The Allendale Lions Club is a community service group. House clearances cheerfully undertaken
Every year, the annual charity auction re-appears at Allendale Village Hall. There’s junk galore, it’s true, but there are treasures amongst the dross that the cognoscenti are actually very keen on, though they always profess nonchalant disinterest. More on the actual auction later.
It’s still a few weeks until the auction proper (Saturday 5th October), but in these last few weeks of the year some of the more fit Lions, myself included, are hithering and thithering about collecting stuff, clearing the odd house (some very odd, some just regular) and in general getting the stock ready for the big move to the hall on Thursday the 3rd.
Today is a regular house clearance day, and I’ve got my work gloves on, my over-alls dusted off, my John Deere hat canted against the sun, and my cheerful smile in place. It’s time to lift and shift!
Always an intriguing bit of work, you just never know what you might be asked to move out: it could be ancient demi-johns with mysterious liquid inside (paint remover anyone?); rusting lawnmowers are a popular carry-away; decrepit bicycles; very ancient commodes; pots and pans; men’s stuff from dilapidated old sheds (how many different sized screws do you really need, Hubert?); over-stuffed and stained lounge furniture; derelict wardrobes a bird’s been nesting in; collection of wall pictures; assorted mirrors; discarded children’s toys; puzzles with ?how many pieces missing, miss?; piano, ummm, mind your back eh; light fittings from a darker day; television cabinets and coffee tables — why our house is virtually furnished with the items we’ve bid on over the years!

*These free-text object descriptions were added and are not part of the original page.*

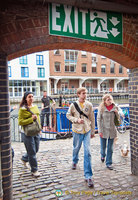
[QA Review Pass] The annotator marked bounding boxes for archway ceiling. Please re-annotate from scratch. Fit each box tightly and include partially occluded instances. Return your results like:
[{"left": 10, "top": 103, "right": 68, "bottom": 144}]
[
  {"left": 0, "top": 0, "right": 138, "bottom": 69},
  {"left": 1, "top": 0, "right": 138, "bottom": 14}
]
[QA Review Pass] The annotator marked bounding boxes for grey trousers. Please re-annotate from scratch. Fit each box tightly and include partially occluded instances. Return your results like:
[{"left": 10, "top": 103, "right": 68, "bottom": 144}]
[{"left": 0, "top": 144, "right": 3, "bottom": 198}]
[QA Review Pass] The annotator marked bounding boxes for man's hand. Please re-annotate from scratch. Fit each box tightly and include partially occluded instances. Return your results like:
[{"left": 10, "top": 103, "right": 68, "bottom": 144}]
[
  {"left": 77, "top": 118, "right": 84, "bottom": 124},
  {"left": 13, "top": 106, "right": 17, "bottom": 110},
  {"left": 99, "top": 132, "right": 103, "bottom": 138}
]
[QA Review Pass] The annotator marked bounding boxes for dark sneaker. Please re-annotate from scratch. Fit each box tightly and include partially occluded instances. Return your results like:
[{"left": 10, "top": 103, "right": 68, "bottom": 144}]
[
  {"left": 86, "top": 179, "right": 94, "bottom": 188},
  {"left": 72, "top": 163, "right": 77, "bottom": 170},
  {"left": 21, "top": 159, "right": 27, "bottom": 167},
  {"left": 107, "top": 165, "right": 113, "bottom": 170},
  {"left": 101, "top": 157, "right": 105, "bottom": 162}
]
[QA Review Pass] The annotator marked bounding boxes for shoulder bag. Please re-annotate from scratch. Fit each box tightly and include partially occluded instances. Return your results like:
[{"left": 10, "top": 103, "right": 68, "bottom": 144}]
[
  {"left": 114, "top": 112, "right": 121, "bottom": 126},
  {"left": 23, "top": 106, "right": 41, "bottom": 136}
]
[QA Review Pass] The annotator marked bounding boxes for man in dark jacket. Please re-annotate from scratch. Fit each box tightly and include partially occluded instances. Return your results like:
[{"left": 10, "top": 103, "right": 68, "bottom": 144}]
[{"left": 41, "top": 91, "right": 55, "bottom": 129}]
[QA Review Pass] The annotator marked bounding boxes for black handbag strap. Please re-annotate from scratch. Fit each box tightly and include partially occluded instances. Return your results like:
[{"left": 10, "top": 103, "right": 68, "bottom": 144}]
[
  {"left": 73, "top": 102, "right": 88, "bottom": 119},
  {"left": 25, "top": 106, "right": 34, "bottom": 115}
]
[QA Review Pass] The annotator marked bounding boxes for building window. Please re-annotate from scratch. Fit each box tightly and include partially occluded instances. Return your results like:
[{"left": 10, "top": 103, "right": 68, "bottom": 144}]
[
  {"left": 65, "top": 50, "right": 78, "bottom": 72},
  {"left": 36, "top": 55, "right": 44, "bottom": 65},
  {"left": 8, "top": 66, "right": 11, "bottom": 77},
  {"left": 54, "top": 50, "right": 60, "bottom": 55},
  {"left": 101, "top": 55, "right": 106, "bottom": 59},
  {"left": 9, "top": 80, "right": 38, "bottom": 97},
  {"left": 55, "top": 62, "right": 61, "bottom": 72},
  {"left": 101, "top": 64, "right": 106, "bottom": 73},
  {"left": 81, "top": 51, "right": 87, "bottom": 57},
  {"left": 119, "top": 65, "right": 123, "bottom": 73},
  {"left": 38, "top": 68, "right": 45, "bottom": 78},
  {"left": 65, "top": 63, "right": 76, "bottom": 72},
  {"left": 92, "top": 53, "right": 97, "bottom": 62},
  {"left": 92, "top": 63, "right": 97, "bottom": 73},
  {"left": 65, "top": 50, "right": 78, "bottom": 61},
  {"left": 110, "top": 61, "right": 115, "bottom": 73},
  {"left": 19, "top": 56, "right": 27, "bottom": 64},
  {"left": 82, "top": 63, "right": 87, "bottom": 73},
  {"left": 21, "top": 67, "right": 29, "bottom": 77}
]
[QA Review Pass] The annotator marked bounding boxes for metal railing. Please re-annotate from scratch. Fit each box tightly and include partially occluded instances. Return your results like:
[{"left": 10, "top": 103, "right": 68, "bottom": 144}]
[
  {"left": 51, "top": 87, "right": 129, "bottom": 95},
  {"left": 10, "top": 112, "right": 72, "bottom": 142},
  {"left": 11, "top": 106, "right": 129, "bottom": 142}
]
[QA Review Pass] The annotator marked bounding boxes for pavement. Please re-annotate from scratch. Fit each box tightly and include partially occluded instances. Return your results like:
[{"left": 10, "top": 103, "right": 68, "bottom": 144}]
[{"left": 12, "top": 130, "right": 138, "bottom": 200}]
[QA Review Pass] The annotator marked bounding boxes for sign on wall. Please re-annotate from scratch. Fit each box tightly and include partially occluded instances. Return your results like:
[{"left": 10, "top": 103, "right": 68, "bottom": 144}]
[{"left": 49, "top": 3, "right": 123, "bottom": 45}]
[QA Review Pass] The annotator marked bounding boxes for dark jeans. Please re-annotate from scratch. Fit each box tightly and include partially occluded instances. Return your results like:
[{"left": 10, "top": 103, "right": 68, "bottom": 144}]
[
  {"left": 41, "top": 108, "right": 50, "bottom": 128},
  {"left": 21, "top": 133, "right": 40, "bottom": 172}
]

Joking aside, the service, freely given and cheerfully undertaken by the local Lions is significant both for re-distribution of still-useful items (remember when our society was not based on throw-away consumerism?) and for clearing out things that might otherwise be in the way of folks downsizing (you simply can’t move around a cluttered house when you’re older and infirm).
I must confess, I’m probably rather too near to that 1 in 20 of us who becomes an habitual hoarder . . . maybe 16 moving towards 17 on the potential hoarder scale. ‘Keep a thing, its use will come’ is a mantra learned in poverty, and it has proved salutary, sometimes. Rather too rarely to be hard-and-fast though. But sometimes, it’s been brilliant! We paid 50p (the minimum bid) for a big cooker hood still in its box that nobody else wanted, one auction, and thinking I could use the chimney piece at some point, I stored it through many winters in our tardis-like shed. One day we finally moved our commercial gas cooker on and found a lovely semi-professional Rangemaster on eBay over in Cumbria. Well, it was not as good as advertised, but after a few repairs it’s as good as new. But the old cooker hood and chimney was as shabby as sh . . . as shabby as a shibboleth, so I thought I’d open the stored cooker hood box so as to re-fashion a new chimney piece at last. Behold! The glossy black cooker hood, complete with chimney, was an exact match for the new-to-us Rangemaster, a piece of contemporary design worth a couple hundred quid anyway. What an incredible result! We thank the Lions auction, and the donator of the hood, every day.
But I’m getting ahead of myself; before the auction itself, the cheerful shifters must do their work, and some of the heavy stuff is going on today. Whew! I think a beer or two at the end of the day might be in order!